We exist, and we are living creatures. It follows that the universe we live in must be compatible with the existence of life. However, as scientists have studied the fundamental principles that govern our universe, they have discovered that the odds of a universe like ours being compatible with life are astronomically low. We can model what the universe would have looked like if its constants—the strength of gravity, the mass of an electron, the cosmological constant—had been slightly different. What has become clear is that, across a huge range of these constants, they had to have pretty much exactly the values they had in order for life to be possible. The physicist Lee Smolin has calculated that the odds of life-compatible numbers coming up by chance is 1 in 10229.

Physicists refer to this discovery as the “fine-tuning” of physics for life. What should we make of it? Some take this to be evidence of nothing other than our good fortune. But many prominent scientists—Martin Rees, Alan Guth, Max Tegmark—have taken it to be evidence that we live in a multiverse: that our universe is just one of a huge, perhaps infinite, ensemble of worlds.

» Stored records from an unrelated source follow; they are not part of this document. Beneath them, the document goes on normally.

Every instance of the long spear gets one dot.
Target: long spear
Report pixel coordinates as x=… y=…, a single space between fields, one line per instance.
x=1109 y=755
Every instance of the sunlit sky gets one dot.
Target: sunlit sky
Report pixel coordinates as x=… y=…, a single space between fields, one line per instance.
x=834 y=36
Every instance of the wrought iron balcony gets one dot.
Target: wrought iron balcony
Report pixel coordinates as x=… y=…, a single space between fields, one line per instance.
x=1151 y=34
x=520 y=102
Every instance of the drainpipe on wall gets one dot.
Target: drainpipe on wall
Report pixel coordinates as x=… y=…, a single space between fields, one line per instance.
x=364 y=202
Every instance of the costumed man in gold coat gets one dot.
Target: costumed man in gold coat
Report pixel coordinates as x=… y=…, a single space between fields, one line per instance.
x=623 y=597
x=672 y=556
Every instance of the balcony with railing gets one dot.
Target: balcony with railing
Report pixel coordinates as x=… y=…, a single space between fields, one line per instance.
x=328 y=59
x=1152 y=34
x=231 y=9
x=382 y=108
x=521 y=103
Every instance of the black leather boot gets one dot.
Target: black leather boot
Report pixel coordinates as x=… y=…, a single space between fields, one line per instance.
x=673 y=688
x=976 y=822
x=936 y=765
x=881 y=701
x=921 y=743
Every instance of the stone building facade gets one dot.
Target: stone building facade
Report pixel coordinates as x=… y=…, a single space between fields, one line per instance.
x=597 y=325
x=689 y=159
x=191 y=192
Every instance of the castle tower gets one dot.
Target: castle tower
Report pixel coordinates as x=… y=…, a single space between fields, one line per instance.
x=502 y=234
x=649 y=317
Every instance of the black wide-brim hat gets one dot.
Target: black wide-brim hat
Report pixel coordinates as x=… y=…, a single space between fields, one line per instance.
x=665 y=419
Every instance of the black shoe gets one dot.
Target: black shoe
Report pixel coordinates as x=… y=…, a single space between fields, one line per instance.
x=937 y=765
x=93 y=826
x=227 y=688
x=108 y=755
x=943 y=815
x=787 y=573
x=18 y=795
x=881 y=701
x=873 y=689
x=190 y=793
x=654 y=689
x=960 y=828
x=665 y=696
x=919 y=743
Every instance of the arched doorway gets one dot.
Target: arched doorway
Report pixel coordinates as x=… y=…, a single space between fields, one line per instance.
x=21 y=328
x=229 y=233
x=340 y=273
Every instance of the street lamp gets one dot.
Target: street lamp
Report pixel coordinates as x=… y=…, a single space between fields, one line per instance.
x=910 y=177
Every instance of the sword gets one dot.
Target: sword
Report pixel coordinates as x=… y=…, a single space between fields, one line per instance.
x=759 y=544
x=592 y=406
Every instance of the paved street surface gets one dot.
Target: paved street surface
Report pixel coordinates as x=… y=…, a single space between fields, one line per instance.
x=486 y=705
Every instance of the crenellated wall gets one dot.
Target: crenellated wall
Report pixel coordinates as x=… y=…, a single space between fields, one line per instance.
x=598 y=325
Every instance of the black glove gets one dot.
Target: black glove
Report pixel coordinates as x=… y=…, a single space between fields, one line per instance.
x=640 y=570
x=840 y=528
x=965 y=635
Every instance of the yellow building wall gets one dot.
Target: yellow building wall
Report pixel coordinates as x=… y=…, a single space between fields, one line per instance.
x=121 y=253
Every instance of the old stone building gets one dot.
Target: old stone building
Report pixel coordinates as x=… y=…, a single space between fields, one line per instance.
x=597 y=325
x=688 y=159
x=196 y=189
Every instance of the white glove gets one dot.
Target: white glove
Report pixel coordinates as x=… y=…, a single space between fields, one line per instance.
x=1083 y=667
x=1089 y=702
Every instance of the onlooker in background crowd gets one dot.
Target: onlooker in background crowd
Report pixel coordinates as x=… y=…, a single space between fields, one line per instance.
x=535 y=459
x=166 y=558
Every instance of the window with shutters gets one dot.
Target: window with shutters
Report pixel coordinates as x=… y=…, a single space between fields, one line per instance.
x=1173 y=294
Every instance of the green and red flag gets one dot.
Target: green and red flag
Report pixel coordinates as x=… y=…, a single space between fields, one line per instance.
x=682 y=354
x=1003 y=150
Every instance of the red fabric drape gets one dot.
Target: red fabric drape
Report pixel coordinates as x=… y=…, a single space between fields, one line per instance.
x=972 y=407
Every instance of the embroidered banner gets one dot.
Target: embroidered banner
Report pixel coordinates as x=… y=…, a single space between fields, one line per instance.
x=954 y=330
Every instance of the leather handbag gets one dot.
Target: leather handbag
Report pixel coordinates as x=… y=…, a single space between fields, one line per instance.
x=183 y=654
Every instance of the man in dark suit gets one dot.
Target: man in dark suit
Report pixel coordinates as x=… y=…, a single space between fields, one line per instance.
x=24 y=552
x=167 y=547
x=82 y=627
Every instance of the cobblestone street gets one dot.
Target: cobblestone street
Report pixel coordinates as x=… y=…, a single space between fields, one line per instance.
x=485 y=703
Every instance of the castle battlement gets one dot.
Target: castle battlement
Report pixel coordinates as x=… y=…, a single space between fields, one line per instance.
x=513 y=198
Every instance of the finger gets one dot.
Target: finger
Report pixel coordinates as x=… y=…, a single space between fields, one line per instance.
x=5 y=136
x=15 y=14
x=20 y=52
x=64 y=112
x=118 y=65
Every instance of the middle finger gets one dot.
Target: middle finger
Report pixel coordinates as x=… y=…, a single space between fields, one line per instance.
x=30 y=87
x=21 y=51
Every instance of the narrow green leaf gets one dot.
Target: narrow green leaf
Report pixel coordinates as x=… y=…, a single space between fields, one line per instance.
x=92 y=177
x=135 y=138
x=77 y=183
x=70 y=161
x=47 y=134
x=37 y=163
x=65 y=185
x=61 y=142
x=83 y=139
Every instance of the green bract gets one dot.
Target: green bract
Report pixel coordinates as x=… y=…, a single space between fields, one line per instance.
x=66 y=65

The hope is that this allows us to give a “monkeys on typewriters” explanation of the fine-tuning. If you have enough monkeys randomly jabbing away on typewriters, it becomes not so improbable that one will happen to write a bit of English. By analogy, if there are enough universes, with enough variation in the numbers in their physics, then it becomes statistically likely that one will happen to have the right numbers for life.

This explanation makes intuitive sense. However, experts in the mathematics of probability have identified the inference from the fine-tuning to the multiverse as an instance of fallacious reasoning. Specifically, multiverse theorists commit the inverse gambler’s fallacy, which is a slight twist on the regular gambler’s fallacy.

I’m not very convinced by these arguments.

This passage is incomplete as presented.